Remember HAL, imagined and filmed in 1968
If an emotion can be summed up in the expression of this emotion, we can create AIs expressing anger, joy, sorrow. But also simulate non-verbal communication using voice intonation, rhythm, breathing… “Do you remember the sequence in 2001, A Space Odyssey, where the HAL central computer is disconnected? It was imagined and filmed in 1968 by Kubrick! How can you be more visionary than that?”

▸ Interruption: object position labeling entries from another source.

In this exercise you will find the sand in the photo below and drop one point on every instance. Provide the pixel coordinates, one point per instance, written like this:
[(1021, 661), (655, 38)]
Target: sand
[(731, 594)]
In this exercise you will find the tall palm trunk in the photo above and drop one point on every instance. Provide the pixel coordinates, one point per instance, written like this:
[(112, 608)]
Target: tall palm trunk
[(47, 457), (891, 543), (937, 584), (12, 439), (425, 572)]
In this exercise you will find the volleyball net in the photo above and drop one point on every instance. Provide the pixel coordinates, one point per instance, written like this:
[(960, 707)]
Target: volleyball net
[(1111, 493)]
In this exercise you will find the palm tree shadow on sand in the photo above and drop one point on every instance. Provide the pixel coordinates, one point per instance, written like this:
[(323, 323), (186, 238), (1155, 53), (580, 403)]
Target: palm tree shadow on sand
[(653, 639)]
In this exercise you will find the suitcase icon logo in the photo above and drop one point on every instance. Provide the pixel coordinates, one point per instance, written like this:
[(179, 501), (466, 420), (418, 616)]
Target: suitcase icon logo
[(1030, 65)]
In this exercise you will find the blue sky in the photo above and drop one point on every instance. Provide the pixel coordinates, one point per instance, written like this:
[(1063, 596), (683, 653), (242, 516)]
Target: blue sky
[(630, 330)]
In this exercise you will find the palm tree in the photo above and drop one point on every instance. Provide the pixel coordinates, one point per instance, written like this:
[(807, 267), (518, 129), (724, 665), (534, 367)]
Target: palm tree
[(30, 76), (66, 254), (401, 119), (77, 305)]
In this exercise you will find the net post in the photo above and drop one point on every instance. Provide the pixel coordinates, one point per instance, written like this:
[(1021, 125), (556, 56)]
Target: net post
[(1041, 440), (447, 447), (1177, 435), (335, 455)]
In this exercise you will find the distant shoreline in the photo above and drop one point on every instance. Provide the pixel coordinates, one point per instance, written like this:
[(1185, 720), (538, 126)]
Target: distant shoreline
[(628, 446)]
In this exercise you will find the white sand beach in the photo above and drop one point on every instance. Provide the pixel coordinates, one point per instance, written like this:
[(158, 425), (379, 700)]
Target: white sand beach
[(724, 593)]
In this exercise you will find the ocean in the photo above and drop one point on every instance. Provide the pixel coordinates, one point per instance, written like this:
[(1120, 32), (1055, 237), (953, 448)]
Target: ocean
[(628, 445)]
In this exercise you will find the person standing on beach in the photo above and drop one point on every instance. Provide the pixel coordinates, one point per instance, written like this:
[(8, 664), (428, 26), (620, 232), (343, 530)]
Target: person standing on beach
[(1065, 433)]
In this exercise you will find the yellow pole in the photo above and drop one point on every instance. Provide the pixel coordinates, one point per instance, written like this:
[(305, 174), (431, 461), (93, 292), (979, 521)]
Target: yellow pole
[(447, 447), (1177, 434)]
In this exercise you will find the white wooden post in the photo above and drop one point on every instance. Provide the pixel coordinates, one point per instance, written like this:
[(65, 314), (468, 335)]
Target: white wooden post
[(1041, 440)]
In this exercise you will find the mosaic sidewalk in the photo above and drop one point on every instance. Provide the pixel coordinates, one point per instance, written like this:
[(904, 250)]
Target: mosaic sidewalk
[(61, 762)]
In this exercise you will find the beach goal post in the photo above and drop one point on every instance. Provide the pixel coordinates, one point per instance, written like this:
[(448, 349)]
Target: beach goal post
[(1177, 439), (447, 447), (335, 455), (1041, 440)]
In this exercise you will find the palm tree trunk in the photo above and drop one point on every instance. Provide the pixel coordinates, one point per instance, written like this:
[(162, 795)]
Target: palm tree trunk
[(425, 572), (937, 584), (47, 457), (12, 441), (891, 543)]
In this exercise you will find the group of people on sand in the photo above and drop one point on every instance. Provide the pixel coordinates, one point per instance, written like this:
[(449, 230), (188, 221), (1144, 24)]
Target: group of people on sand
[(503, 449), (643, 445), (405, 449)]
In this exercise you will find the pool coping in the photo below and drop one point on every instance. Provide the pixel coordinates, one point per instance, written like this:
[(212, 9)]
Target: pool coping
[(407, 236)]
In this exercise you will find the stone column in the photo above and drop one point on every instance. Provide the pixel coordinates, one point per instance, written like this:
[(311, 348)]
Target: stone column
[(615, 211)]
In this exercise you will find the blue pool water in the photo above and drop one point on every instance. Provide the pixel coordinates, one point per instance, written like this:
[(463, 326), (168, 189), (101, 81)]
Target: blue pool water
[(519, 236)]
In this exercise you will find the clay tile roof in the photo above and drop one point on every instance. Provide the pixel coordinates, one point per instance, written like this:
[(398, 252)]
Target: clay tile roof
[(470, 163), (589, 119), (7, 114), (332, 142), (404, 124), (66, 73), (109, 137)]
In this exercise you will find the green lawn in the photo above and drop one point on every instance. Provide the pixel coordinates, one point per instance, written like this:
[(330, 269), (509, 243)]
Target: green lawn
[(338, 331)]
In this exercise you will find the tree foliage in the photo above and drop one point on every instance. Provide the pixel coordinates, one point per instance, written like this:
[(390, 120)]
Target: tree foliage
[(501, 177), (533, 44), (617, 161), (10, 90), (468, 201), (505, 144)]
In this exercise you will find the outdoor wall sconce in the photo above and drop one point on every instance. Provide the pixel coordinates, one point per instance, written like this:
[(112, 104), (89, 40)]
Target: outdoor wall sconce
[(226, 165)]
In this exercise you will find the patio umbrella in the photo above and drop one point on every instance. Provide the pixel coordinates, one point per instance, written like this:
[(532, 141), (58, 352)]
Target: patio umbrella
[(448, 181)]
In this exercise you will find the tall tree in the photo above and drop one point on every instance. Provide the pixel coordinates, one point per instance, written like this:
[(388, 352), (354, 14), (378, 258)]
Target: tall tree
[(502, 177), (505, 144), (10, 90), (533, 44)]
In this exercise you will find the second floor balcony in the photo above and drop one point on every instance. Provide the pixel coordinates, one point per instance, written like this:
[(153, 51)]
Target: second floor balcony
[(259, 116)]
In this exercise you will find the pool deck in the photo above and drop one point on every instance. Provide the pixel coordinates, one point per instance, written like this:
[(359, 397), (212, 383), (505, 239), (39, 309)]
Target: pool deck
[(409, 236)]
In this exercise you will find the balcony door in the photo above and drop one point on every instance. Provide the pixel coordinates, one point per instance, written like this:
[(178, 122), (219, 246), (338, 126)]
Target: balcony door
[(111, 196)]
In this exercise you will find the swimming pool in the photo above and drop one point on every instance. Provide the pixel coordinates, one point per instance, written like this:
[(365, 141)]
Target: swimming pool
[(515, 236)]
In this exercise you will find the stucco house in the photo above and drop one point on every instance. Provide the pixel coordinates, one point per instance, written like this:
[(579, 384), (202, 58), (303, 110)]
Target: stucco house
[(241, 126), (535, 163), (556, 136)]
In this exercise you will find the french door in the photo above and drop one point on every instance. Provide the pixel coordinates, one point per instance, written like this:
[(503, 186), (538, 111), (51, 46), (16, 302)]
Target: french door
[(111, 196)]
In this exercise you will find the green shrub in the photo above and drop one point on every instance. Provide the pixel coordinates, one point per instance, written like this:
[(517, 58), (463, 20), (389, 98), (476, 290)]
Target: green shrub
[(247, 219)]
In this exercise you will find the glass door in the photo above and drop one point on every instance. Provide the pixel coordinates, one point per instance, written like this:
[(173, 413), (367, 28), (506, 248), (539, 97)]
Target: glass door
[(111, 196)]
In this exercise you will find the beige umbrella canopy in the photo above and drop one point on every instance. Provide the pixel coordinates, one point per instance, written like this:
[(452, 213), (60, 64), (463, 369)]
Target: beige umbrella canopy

An experiment had been conducted in India by Sugata Mitra, a researcher interested in children’s ability to self-train. He noticed that the encouragement of a third party, even one who is totally incompetent in the field the child is learning, improves learning abilities. Working with grandmother networks, he found that their encouragement created a positive feedback loop in children, that empathy among other things helped them improve their performance.
Emotional AIs as permanent avatars
“One could totally imagine empathetic AIs that encourage us, that laugh and cry, that make us think they love us or hate us. AIs that influence us positively. Why not coach us on a daily basis, imagines Michel Levy-Provençal. And why not accompany us psychologically? In short, an avatar that would permanently feed us with positive emotions. That’s fine. Except that it would be a drug that would be very hard to get rid of… “.
We can also imagine AIs doing the same, but with a completely different intention… It is not conspiracy to say that many economic actors use AI to influence our consumption choices. But what if these AIs are used to go beyond that to change our behaviors, our judgments, our beliefs? “In short, how are we going to defend ourselves against these software weapons, asks Michel Lévy-Provençal in conclusion. “In the cognitive war that is brewing, where powers are gathering their forces and where soft power, crowd influence and propaganda are playing an increasingly critical role, how are we going to protect ourselves against possible ill-intentioned emotional AIs that could harm us?”